Matthew Vincente 'Matt' Santos es un personaje de ficción interpretado por el actor Jimmy Smits en la serie de televisión El ala oeste de la Casa Blanca. Su primera aparición es como un simple congresista demócrata de Houston, Texas.

Santos nació en el St. Joseph's Hospital de Texas. Uno de los siete hijos de Luis y Marita Santos, creció en Second Ward, el distrito de población de origen mexicano más antiguo de Houston y hogar de 6 generaciones de la familia Santos. Luis Santos era barbero, mientras que Marita Santos era asistenta doméstica. Matt se casó con su esposa Helen hace 15 años y tiene dos hijos jóvenes, Peter y Miranda.

La información en la serie acerca de la edad de Santos llega a ser contradictoria. En un episodio, Josh Lyman remarca que con 42 años, Santos es demasiado joven como para abandonar el Congreso.

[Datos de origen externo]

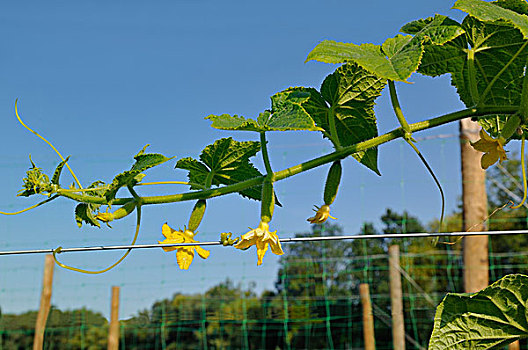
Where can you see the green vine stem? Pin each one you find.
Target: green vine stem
(472, 74)
(397, 110)
(311, 164)
(524, 175)
(407, 136)
(497, 76)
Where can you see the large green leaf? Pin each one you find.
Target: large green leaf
(286, 114)
(56, 174)
(511, 11)
(397, 58)
(131, 177)
(499, 67)
(489, 319)
(227, 161)
(347, 96)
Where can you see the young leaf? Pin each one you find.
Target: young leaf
(489, 319)
(35, 181)
(497, 12)
(228, 161)
(285, 115)
(347, 96)
(398, 57)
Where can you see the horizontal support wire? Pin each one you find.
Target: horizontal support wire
(282, 240)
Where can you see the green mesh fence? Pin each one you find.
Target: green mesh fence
(316, 306)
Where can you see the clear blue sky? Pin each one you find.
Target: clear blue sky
(101, 79)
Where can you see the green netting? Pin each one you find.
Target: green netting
(309, 313)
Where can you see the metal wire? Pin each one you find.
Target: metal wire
(282, 240)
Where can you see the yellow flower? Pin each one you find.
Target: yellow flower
(321, 215)
(492, 148)
(261, 237)
(184, 255)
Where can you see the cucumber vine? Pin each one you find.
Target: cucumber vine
(485, 54)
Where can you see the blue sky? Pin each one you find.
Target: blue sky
(102, 79)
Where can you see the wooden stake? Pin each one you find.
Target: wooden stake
(368, 319)
(475, 210)
(398, 326)
(113, 331)
(45, 303)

Sin embargo, el propio Santos le dice más tarde que hace 45 años que había sido bautizado. Se supone que Santos conoce su verdadera edad mejor que Josh, y más si se tiene en cuenta que las escenas comentadas suceden antes de que ambos trabajen juntos.

Santos asistió a la Escuela Naval de la Armada de los Estados Unidos en Annapolis, licenciándose como el primero de su promoción además de jugar al fútbol americano hasta que una lesión de rodilla lo apartó del deporte. Fue el primer miembro de su familia en recibir formación superior y graduarse. Fue destinado como oficial en el Cuerpo de Marines, alcanzando el rango de Teniente Coronel. Santos además luchó como piloto de combate en la primera Guerra del Golfo. Tras retirarse del servicio activo en 1993 sirvió en la Reserva del Cuerpo de Marines.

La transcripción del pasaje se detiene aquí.